1 Introduction

Deep learning is being increasingly adopted within the medical imaging community for a plethora of tasks including classification, segmentation, detection etc. The classic approach towards the assessment of any machine learning model revolves around the evaluation of its generalizability i.e. its performance on unseen test scenarios. However, in case of limited training data, such as medical imaging datasets, using heavily over-parameterized deep learning models could lead to the “memorization” of the training data. Evaluating such models on an available non-overlapping test set is popular, yet significantly limited in its ability to explore the model’s resilience to outliers and noisy data/labels (i.e. robustness). Additionally, the limited interpretability of deep learning models due to their “black-box” nature challenges their adoption into clinical practice.

Existing model evaluation routines look deeply into over-fitting but insufficiently into scenarios of model sensitivity to variations of the input. Robustness evaluation estimates potential failure probabilities when the model is pushed to its limits. In this paper, we approach evaluating a model by leveraging adversarial examples [1] that are crafted with the purpose of fooling a model and can uncover cases where its performance may degenerate. Our approach to using adversarial examples as benchmark is also significantly less laborious and expensive than constituting a sufficiently diverse test set with manual annotation.

Fig. 1.
figure 1

Overview of Adversarial Crafting and its effect on network prediction. The difference between the generated adversarial image and the original image is imperceptible, yet deep neural networks are successfully fooled into anomalous predictions.

Adversarial examples are images crafted to purposely fool machine learning models, while the added perturbations are imperceptible to human eyes [1], as shown in Fig. 1. Our work is among the first that explore adversarial examples in medical imaging and leverage them in a constructive fashion to benchmark model performance not only on clean and noisy but also on adversarially crafted data.
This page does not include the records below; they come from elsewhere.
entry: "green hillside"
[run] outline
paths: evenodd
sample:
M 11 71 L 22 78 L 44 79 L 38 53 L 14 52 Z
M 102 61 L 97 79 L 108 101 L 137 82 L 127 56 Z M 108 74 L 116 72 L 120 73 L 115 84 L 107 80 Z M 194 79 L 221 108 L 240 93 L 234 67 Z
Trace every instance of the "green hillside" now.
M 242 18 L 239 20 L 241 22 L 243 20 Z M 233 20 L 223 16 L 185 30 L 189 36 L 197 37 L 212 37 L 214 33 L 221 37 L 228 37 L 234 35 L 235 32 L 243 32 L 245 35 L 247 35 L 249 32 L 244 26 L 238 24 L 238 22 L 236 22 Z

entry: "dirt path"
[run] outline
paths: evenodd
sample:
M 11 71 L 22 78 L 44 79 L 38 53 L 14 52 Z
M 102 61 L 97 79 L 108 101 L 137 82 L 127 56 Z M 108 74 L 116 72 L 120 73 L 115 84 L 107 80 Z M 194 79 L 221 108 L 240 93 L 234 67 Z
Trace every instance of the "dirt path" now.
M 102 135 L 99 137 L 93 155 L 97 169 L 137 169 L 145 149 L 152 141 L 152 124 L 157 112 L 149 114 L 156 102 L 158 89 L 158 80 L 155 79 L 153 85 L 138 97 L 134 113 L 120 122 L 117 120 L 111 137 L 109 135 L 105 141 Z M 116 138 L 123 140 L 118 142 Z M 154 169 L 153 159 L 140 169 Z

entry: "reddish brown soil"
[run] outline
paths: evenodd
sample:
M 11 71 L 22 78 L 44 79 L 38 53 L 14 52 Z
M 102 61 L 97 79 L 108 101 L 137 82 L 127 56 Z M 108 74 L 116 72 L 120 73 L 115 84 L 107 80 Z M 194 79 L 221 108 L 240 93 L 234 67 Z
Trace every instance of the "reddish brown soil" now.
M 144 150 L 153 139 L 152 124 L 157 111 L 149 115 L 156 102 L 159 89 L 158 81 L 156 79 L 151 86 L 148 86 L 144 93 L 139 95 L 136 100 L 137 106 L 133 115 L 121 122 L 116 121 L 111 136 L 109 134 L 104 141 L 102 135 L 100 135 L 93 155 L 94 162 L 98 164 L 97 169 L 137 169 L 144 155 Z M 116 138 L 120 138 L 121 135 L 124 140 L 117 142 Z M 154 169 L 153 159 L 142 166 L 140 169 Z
Previously, Zhu et al. augmented their dataset with adversarial examples to control overfitting and improve their model’s performance on mass segmentation [2]. Even though adversarial examples may not occur in naturally acquired data, utilizing them can present new opportunities for medical imaging researchers to investigate their models, with the ultimate goal of increasing robustness and optimizing the decision boundaries learned for different tasks.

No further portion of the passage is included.